# walking problems



## my golden riley (Feb 15, 2008)

Why does my 19 month golden male only goes for walks if its both my husband and i but WILL NOT walk alone with just one single person.. He will not move..If he thinks we are both going such as start the walk together and my husband stops and goes back home or i will stop and go back home he stops dead on his track and WILL NOT MOVE!!!! some strange reason it has to be two people.. Is it the security, I just don't know, he loves going for a walk if he sees my husband put his walking shoes on, but God Forbid if one of us does not go.. what should i do? HELP!!!!someone email me with some hope..


----------



## jnmarr (Mar 7, 2008)

I am not a trainer by profession, but if one of mine did this I would do anything in my power to have them come along. Call, treat, act like I was running. Just laughing out loud makes them happy.. If you have to pull do it gently and praise as they start moving. Go backwards if you have to.. Just try to get them moving. Put a squeaky toy in your poclet. We had problems on our walks if one of us had to go in another direction.. A fit was thrown by Rusty. He was 8 months when he started this.. We just kept at it.. Now he will pause, look and lag for a bit but he will move on.


----------



## my golden riley (Feb 15, 2008)

thank you for the reply, I have tried running, tug on his butt a little with my knee, getting really excited by saying common lets go..no way will he move.. i will try the squeaky toy.. i am trying anything to make him go, he won't even eat his favorite treat, (hot dog) so treats do not work..
ugh!!! frustrating.. He is such a smart dog he learns very quickly and he has mastered this habit very well, lol:uhoh::doh:


----------



## Debles (Sep 6, 2007)

It's not funny when it's happening to you but it is interesting how Pavlovian are pups can be!
I was going to suggest his favorite treat so I guess that's out. I'm sorry I'm no help but keep us updated!

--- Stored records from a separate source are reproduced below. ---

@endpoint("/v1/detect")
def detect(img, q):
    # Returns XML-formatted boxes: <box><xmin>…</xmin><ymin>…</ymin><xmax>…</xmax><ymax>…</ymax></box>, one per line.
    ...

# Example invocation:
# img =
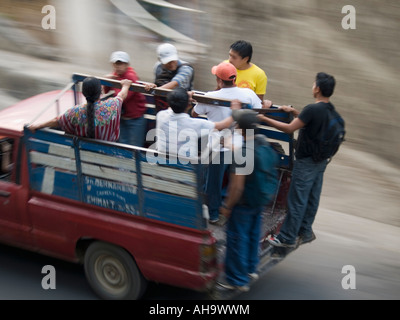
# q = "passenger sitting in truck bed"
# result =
<box><xmin>29</xmin><ymin>77</ymin><xmax>132</xmax><ymax>141</ymax></box>
<box><xmin>156</xmin><ymin>88</ymin><xmax>240</xmax><ymax>157</ymax></box>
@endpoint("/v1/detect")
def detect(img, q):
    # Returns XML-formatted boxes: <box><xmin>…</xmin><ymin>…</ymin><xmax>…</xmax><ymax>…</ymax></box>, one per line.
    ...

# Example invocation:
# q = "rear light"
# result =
<box><xmin>200</xmin><ymin>243</ymin><xmax>217</xmax><ymax>273</ymax></box>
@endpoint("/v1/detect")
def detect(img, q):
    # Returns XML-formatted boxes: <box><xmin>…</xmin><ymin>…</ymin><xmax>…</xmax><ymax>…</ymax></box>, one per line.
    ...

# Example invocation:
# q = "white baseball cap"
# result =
<box><xmin>157</xmin><ymin>43</ymin><xmax>178</xmax><ymax>64</ymax></box>
<box><xmin>110</xmin><ymin>51</ymin><xmax>130</xmax><ymax>63</ymax></box>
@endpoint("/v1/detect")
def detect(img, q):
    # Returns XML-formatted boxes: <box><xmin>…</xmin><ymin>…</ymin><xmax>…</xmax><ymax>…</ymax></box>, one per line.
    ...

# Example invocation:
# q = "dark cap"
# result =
<box><xmin>232</xmin><ymin>109</ymin><xmax>259</xmax><ymax>129</ymax></box>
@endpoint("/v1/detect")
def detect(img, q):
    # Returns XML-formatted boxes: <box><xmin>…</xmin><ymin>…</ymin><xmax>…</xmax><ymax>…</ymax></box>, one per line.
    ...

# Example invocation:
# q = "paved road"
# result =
<box><xmin>0</xmin><ymin>147</ymin><xmax>400</xmax><ymax>300</ymax></box>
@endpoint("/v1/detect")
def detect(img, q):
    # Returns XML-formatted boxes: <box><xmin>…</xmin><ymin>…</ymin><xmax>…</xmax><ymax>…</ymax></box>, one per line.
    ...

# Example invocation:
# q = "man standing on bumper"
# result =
<box><xmin>259</xmin><ymin>72</ymin><xmax>336</xmax><ymax>247</ymax></box>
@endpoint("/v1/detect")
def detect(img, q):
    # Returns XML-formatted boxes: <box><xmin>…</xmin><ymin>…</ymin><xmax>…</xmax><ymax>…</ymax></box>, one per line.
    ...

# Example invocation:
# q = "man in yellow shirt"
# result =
<box><xmin>229</xmin><ymin>40</ymin><xmax>267</xmax><ymax>100</ymax></box>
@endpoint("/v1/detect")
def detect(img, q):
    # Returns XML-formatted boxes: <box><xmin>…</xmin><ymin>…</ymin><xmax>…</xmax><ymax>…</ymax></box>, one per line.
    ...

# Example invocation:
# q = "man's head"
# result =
<box><xmin>229</xmin><ymin>40</ymin><xmax>253</xmax><ymax>69</ymax></box>
<box><xmin>157</xmin><ymin>43</ymin><xmax>179</xmax><ymax>71</ymax></box>
<box><xmin>167</xmin><ymin>87</ymin><xmax>189</xmax><ymax>113</ymax></box>
<box><xmin>110</xmin><ymin>51</ymin><xmax>130</xmax><ymax>76</ymax></box>
<box><xmin>211</xmin><ymin>62</ymin><xmax>237</xmax><ymax>86</ymax></box>
<box><xmin>82</xmin><ymin>77</ymin><xmax>101</xmax><ymax>103</ymax></box>
<box><xmin>313</xmin><ymin>72</ymin><xmax>336</xmax><ymax>98</ymax></box>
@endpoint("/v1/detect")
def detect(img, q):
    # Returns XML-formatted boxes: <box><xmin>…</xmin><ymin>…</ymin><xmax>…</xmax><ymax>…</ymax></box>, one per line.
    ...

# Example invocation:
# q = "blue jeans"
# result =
<box><xmin>118</xmin><ymin>116</ymin><xmax>147</xmax><ymax>147</ymax></box>
<box><xmin>205</xmin><ymin>152</ymin><xmax>229</xmax><ymax>220</ymax></box>
<box><xmin>225</xmin><ymin>206</ymin><xmax>262</xmax><ymax>286</ymax></box>
<box><xmin>279</xmin><ymin>158</ymin><xmax>327</xmax><ymax>244</ymax></box>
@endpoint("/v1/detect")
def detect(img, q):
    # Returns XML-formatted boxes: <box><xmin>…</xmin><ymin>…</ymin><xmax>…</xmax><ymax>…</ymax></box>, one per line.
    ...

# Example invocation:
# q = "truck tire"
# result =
<box><xmin>84</xmin><ymin>241</ymin><xmax>147</xmax><ymax>300</ymax></box>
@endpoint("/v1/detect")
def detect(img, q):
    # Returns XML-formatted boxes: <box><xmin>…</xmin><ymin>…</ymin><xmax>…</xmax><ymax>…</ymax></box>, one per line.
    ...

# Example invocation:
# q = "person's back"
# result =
<box><xmin>156</xmin><ymin>88</ymin><xmax>215</xmax><ymax>157</ymax></box>
<box><xmin>29</xmin><ymin>77</ymin><xmax>132</xmax><ymax>141</ymax></box>
<box><xmin>229</xmin><ymin>40</ymin><xmax>268</xmax><ymax>100</ymax></box>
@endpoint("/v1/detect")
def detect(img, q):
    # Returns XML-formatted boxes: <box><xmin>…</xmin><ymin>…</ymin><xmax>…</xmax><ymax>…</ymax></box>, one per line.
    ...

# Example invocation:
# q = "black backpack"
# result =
<box><xmin>311</xmin><ymin>103</ymin><xmax>346</xmax><ymax>162</ymax></box>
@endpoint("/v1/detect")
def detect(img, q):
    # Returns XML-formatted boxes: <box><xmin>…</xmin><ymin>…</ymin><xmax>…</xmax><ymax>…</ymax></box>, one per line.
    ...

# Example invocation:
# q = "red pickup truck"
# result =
<box><xmin>0</xmin><ymin>75</ymin><xmax>292</xmax><ymax>299</ymax></box>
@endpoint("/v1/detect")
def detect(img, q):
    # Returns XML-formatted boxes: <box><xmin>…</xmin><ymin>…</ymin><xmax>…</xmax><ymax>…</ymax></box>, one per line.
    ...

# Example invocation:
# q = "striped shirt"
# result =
<box><xmin>57</xmin><ymin>97</ymin><xmax>122</xmax><ymax>141</ymax></box>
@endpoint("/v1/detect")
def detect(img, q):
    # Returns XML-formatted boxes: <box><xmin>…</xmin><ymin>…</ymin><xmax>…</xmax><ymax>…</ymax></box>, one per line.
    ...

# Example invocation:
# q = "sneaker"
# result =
<box><xmin>297</xmin><ymin>232</ymin><xmax>317</xmax><ymax>246</ymax></box>
<box><xmin>249</xmin><ymin>272</ymin><xmax>260</xmax><ymax>281</ymax></box>
<box><xmin>217</xmin><ymin>282</ymin><xmax>250</xmax><ymax>292</ymax></box>
<box><xmin>267</xmin><ymin>235</ymin><xmax>296</xmax><ymax>248</ymax></box>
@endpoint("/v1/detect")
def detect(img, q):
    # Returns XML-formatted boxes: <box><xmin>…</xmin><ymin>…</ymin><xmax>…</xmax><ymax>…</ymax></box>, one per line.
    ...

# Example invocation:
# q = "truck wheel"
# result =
<box><xmin>84</xmin><ymin>242</ymin><xmax>147</xmax><ymax>300</ymax></box>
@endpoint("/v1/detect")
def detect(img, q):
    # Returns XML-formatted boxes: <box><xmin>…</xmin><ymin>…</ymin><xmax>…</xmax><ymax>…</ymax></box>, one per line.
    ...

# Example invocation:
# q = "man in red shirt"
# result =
<box><xmin>104</xmin><ymin>51</ymin><xmax>146</xmax><ymax>147</ymax></box>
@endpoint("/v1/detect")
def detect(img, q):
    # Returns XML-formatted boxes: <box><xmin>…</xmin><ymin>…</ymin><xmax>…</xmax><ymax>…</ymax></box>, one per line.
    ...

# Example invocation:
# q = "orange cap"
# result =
<box><xmin>211</xmin><ymin>62</ymin><xmax>237</xmax><ymax>81</ymax></box>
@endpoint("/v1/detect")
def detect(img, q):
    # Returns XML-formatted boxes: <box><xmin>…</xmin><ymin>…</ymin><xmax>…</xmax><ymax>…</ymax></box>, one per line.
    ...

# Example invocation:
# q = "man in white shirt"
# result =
<box><xmin>192</xmin><ymin>61</ymin><xmax>270</xmax><ymax>223</ymax></box>
<box><xmin>156</xmin><ymin>88</ymin><xmax>239</xmax><ymax>158</ymax></box>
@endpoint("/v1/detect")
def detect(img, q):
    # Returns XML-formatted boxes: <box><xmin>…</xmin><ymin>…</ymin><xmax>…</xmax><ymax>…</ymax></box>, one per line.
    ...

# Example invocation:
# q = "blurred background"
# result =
<box><xmin>0</xmin><ymin>0</ymin><xmax>400</xmax><ymax>166</ymax></box>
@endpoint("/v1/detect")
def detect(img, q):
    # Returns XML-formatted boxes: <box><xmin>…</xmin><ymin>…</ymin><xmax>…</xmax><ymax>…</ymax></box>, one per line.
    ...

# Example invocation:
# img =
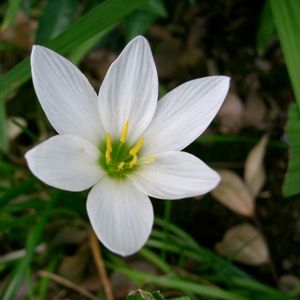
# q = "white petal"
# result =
<box><xmin>99</xmin><ymin>36</ymin><xmax>158</xmax><ymax>142</ymax></box>
<box><xmin>143</xmin><ymin>76</ymin><xmax>229</xmax><ymax>154</ymax></box>
<box><xmin>31</xmin><ymin>46</ymin><xmax>104</xmax><ymax>145</ymax></box>
<box><xmin>130</xmin><ymin>151</ymin><xmax>220</xmax><ymax>199</ymax></box>
<box><xmin>25</xmin><ymin>135</ymin><xmax>103</xmax><ymax>192</ymax></box>
<box><xmin>87</xmin><ymin>177</ymin><xmax>153</xmax><ymax>256</ymax></box>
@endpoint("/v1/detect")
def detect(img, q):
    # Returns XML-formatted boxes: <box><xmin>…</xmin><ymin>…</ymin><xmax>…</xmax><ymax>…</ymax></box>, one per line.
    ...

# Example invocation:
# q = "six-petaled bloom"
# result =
<box><xmin>25</xmin><ymin>36</ymin><xmax>229</xmax><ymax>256</ymax></box>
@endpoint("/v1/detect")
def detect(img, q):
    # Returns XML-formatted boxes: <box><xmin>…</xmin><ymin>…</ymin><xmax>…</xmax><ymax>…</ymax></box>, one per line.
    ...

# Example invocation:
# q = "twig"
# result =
<box><xmin>38</xmin><ymin>271</ymin><xmax>98</xmax><ymax>300</ymax></box>
<box><xmin>89</xmin><ymin>231</ymin><xmax>114</xmax><ymax>300</ymax></box>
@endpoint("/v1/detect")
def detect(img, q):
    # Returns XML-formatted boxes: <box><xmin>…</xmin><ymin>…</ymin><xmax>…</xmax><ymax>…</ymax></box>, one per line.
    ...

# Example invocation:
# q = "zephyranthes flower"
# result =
<box><xmin>26</xmin><ymin>37</ymin><xmax>229</xmax><ymax>256</ymax></box>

I sure hope a squeaky toy works!

One question: when you both go, where is he? Is he in the middle or on the side? Maybe try changing where he is, always on the left of the person holding the leash and the other person to the other side. So he is on the outside all the time.


----------



## Debles (Sep 6, 2007)

Has he had no obedience training? You need an obedience class. You also could practice heeling in your drive way and walk toward the other person until he gets comfortable walking with one person.


----------



## LibertyME (Jan 6, 2007)

Wiill he get in the car with just one of you?
If so, you can take him to a different neighbor hood and try it there...
Some dogs are really ritualistic...that is why a trip to a new place will often work...it does not resemble the same type of walk that he shares with both of you..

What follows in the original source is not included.